Formatting Strings With Java

 · 7 min

We all know String.format(...). But there are other options. Java has multiple ways of formatting, aligning, padding, and justifying Strings.


History of String Formatting

Programming languages have a long tradition of formatting Strings.

Over 60 years ago, Fortran was released with the FORMAT keyword:

fortran
     WRITE OUTPUT TAPE 6, 601, IA, IB, IC, AREA  
601  FORMAT (4H A= ,I5,5H  B= ,I5,5H  C= ,I5,  
   &         8H  AREA= ,F10.2, 13H SQUARE UNITS)

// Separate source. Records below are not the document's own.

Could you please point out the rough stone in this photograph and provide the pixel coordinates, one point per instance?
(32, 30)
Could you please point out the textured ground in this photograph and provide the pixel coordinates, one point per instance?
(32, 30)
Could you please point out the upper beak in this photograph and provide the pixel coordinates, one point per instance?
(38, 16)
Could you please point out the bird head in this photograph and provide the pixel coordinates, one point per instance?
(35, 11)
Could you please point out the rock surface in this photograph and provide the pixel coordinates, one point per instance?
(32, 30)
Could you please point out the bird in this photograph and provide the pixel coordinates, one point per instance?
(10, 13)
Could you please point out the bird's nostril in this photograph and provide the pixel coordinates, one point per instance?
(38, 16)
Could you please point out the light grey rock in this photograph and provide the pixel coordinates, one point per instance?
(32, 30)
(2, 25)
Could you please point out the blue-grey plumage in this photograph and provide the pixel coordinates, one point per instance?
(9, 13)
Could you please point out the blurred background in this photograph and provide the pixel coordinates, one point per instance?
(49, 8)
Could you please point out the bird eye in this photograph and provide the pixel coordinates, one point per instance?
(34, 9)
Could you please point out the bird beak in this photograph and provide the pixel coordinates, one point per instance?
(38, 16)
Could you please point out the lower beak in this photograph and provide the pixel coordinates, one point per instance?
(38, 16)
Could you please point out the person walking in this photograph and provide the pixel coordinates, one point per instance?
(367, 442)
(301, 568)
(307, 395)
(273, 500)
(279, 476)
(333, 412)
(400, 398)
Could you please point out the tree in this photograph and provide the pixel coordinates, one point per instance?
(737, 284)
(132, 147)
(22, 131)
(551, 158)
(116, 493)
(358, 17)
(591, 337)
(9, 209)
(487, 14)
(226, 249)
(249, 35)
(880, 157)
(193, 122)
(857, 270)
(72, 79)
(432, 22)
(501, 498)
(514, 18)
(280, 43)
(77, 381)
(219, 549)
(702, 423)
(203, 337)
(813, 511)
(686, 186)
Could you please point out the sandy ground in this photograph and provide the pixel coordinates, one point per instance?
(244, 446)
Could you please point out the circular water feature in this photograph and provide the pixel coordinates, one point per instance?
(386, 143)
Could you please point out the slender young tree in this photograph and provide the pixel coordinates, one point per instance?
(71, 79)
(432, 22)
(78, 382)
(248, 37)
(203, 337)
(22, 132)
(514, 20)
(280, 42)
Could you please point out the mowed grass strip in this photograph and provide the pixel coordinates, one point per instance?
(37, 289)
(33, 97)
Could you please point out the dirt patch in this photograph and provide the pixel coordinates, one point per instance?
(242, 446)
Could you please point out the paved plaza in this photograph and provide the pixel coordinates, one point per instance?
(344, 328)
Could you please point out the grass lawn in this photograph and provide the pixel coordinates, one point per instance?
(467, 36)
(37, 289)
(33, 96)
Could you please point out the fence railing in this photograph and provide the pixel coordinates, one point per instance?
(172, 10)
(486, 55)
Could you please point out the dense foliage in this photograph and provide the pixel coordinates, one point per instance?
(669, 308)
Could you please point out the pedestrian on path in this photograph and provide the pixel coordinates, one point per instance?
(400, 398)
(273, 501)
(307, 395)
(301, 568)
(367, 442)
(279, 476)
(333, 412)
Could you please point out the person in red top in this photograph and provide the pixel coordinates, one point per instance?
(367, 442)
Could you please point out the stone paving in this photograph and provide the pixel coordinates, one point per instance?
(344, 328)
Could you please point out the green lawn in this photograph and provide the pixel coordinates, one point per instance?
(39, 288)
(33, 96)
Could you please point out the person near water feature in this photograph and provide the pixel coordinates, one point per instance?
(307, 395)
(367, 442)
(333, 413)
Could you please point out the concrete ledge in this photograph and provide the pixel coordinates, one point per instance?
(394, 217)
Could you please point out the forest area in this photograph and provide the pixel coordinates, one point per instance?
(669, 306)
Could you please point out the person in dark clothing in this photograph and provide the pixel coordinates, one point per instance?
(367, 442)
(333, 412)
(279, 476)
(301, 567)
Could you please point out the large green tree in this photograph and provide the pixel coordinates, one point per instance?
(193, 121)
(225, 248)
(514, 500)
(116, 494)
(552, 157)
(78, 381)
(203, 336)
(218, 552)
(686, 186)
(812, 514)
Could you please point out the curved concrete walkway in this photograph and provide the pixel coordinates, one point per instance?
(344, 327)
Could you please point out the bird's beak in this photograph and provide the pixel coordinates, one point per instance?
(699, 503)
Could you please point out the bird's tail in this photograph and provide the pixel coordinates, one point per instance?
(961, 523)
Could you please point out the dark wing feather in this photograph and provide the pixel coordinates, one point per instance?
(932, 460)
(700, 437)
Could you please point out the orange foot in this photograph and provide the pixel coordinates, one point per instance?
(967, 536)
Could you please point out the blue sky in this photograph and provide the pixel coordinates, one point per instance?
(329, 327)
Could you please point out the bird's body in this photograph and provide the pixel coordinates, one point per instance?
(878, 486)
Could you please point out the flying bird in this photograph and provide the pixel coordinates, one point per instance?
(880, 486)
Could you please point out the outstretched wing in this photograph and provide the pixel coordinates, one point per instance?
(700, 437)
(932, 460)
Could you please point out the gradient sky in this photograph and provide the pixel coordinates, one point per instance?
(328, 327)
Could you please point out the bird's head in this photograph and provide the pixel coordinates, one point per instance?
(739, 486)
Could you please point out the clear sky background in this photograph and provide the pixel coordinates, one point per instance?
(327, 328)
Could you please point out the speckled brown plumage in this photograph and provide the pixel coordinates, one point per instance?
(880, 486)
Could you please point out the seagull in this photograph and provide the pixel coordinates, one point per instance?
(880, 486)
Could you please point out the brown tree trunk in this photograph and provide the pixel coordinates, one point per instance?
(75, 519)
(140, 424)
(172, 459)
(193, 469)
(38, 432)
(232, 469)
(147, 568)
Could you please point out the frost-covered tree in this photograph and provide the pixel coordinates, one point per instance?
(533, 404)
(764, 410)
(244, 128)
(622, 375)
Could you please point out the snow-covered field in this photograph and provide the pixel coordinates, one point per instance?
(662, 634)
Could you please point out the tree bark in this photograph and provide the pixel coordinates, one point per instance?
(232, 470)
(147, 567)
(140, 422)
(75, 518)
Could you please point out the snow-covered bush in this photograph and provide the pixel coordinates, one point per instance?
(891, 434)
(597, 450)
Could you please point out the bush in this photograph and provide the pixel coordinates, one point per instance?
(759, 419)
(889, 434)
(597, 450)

The more commonly known C-style format Strings, used by the printf, and Java’s String.format originated from BCPL:

BCPL
WRITEF("%I2-QUEENS PROBLEM HAS %I5 SOLUTIONS*N", NUMQUEENS, COUNT)

Java wasn’t incepted with String.format. It took eight years until the release of Java 1.5 for it to be included. Before that, java.text.MessageFormat was the way to bend Strings to your will.


Format Specifier

All format Strings start with % and consist of multiple optional parts and the actual conversion specifier.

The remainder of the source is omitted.